その後、自分の腕を更に磨くため、明治29年、本所(現在の墨田区)にて伊勢型紙職人として店を構えた。
二代目福松
吉松の子福松は、父の後を継いで伊勢型紙職人となった。この時から、父から子へ技術を繋ぐ職人の形ができた。
福松は、伊勢型紙と江戸職人の違いと矜持を示すために、屋号を「松井形紙店」に定めた。

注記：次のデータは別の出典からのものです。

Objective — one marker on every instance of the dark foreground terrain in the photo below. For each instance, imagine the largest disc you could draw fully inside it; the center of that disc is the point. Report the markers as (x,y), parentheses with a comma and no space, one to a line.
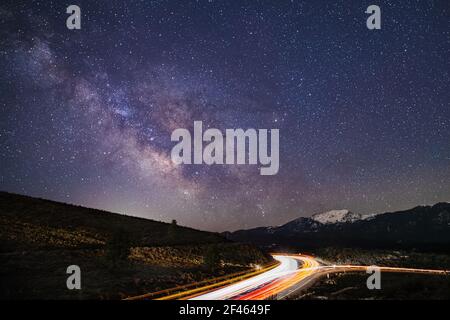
(118,255)
(352,286)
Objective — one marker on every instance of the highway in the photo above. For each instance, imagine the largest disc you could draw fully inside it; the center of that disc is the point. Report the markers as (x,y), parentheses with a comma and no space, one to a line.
(294,272)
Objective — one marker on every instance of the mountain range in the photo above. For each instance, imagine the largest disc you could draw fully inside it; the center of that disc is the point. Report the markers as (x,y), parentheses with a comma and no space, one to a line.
(422,227)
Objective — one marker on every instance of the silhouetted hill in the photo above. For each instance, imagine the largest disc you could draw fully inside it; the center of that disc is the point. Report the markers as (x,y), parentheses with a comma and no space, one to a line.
(423,227)
(64,222)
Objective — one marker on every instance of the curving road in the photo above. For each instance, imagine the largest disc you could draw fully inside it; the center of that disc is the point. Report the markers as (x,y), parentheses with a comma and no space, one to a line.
(294,273)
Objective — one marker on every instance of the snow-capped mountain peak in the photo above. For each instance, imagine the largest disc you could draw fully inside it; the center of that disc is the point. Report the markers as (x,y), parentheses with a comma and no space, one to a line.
(336,216)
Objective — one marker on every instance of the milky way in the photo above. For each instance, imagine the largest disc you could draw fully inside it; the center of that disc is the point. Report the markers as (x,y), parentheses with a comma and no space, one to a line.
(364,116)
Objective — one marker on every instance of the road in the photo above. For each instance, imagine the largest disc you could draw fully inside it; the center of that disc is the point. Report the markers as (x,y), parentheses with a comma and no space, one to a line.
(295,272)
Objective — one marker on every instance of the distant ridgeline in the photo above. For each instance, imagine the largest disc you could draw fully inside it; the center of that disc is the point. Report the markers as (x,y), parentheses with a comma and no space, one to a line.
(423,227)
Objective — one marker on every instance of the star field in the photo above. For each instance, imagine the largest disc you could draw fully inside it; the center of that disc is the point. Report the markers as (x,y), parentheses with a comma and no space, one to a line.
(364,115)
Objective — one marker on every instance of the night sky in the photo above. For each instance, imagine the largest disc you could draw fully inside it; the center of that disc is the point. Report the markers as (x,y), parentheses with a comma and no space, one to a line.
(364,116)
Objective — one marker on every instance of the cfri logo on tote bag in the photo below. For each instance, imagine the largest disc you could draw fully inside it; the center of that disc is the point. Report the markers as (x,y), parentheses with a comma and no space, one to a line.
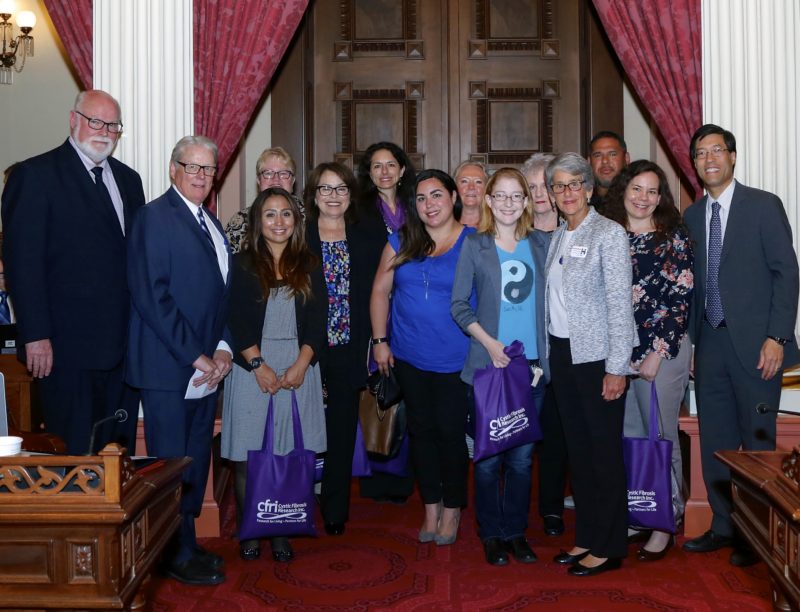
(642,501)
(508,425)
(273,510)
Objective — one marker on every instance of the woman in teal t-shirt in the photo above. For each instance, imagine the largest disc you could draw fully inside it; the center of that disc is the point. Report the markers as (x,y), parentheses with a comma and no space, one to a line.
(428,349)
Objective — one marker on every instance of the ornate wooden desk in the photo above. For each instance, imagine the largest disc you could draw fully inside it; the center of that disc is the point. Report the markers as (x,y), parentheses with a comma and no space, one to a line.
(766,498)
(83,532)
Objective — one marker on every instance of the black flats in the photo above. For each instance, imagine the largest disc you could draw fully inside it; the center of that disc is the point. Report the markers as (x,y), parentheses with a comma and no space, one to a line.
(564,558)
(495,551)
(334,528)
(249,550)
(281,550)
(605,566)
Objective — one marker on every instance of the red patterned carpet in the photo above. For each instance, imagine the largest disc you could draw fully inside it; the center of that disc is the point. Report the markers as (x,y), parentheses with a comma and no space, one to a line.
(378,565)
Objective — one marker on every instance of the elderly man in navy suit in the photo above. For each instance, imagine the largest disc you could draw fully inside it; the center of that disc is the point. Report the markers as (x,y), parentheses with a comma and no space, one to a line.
(66,215)
(179,281)
(742,321)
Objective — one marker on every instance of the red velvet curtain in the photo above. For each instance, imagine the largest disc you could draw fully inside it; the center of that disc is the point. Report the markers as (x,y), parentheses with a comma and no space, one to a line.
(237,47)
(73,22)
(659,45)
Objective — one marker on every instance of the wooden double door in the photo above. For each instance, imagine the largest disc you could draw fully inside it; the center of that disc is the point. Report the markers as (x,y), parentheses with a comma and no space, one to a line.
(448,80)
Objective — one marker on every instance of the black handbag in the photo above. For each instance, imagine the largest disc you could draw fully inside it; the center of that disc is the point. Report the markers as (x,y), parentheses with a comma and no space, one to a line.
(385,389)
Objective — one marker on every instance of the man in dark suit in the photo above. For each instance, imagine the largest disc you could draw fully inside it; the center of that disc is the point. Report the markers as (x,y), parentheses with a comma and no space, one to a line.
(741,323)
(608,155)
(66,214)
(179,282)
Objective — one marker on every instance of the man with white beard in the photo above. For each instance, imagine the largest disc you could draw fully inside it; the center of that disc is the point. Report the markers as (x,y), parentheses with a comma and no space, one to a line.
(65,217)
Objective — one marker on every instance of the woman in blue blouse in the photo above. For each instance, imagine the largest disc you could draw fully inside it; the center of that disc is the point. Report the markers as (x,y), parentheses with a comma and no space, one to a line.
(428,349)
(640,200)
(349,252)
(505,262)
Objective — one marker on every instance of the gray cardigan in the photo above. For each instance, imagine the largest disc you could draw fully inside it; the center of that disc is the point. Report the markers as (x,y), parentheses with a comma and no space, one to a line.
(479,266)
(597,293)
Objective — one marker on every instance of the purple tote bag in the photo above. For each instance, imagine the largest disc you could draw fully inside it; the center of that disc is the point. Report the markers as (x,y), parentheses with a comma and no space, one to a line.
(279,495)
(505,411)
(648,466)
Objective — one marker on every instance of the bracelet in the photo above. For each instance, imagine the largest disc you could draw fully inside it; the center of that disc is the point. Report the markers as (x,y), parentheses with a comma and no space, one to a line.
(780,341)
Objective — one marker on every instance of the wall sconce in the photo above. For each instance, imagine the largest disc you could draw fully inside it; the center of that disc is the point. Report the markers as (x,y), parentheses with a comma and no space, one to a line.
(13,45)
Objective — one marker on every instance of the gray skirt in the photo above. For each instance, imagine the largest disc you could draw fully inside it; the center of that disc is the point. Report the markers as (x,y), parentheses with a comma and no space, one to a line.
(244,411)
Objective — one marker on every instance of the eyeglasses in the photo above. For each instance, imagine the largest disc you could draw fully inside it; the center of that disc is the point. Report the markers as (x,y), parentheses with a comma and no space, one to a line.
(501,197)
(283,175)
(195,168)
(701,154)
(114,127)
(327,190)
(561,187)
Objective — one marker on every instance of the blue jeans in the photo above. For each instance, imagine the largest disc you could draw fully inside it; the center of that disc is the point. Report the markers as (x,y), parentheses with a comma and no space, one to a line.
(503,488)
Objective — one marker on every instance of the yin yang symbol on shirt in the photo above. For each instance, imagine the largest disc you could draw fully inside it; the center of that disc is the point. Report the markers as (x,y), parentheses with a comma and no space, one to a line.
(517,281)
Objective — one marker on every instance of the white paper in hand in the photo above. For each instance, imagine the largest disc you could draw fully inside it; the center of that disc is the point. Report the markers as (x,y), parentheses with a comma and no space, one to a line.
(193,392)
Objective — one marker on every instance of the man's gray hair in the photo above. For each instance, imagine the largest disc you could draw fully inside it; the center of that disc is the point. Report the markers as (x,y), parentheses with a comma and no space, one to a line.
(536,162)
(573,164)
(189,141)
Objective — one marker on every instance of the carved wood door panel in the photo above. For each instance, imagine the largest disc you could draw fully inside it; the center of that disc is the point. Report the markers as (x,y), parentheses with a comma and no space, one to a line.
(493,80)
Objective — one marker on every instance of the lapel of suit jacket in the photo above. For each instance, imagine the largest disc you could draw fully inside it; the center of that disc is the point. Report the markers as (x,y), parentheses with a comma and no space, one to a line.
(187,218)
(113,164)
(700,247)
(89,189)
(736,221)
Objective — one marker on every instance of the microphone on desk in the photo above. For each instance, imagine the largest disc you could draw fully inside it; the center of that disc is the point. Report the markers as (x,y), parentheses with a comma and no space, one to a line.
(763,408)
(120,416)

福松は太平洋戦争の時代を生き抜いたが、東京大空襲で本所の店は焼きだされた。
葛飾の地に居を定めたのは、その後である。
三代目喜松
福松の子喜松は、岩手に疎開していたため、大空襲の難を逃れた。戦後復員してきた福松に師事し、伊勢型紙職人の後を継いだ。喜松は職人としての技量が評価され、葛飾区の伝統工芸士に認定された。
四代目喜深子
三代目喜松は、職人の家系は自分の代で畳もうと決意していたが、長女の喜深子が後を継いだ。
喜深子は高校卒業後に喜松に弟子入り。丁寧に教えるというよりは、背中を見て覚えさせるタイプであった父喜松の技を盗む日々が続いた。その努力は実を結び、女性として初の葛飾区の伝統工芸士に認定された。
現在は、伊勢型紙を現代風にアレンジするなど、伝統工芸を次代に繋げるための努力を日々続けている。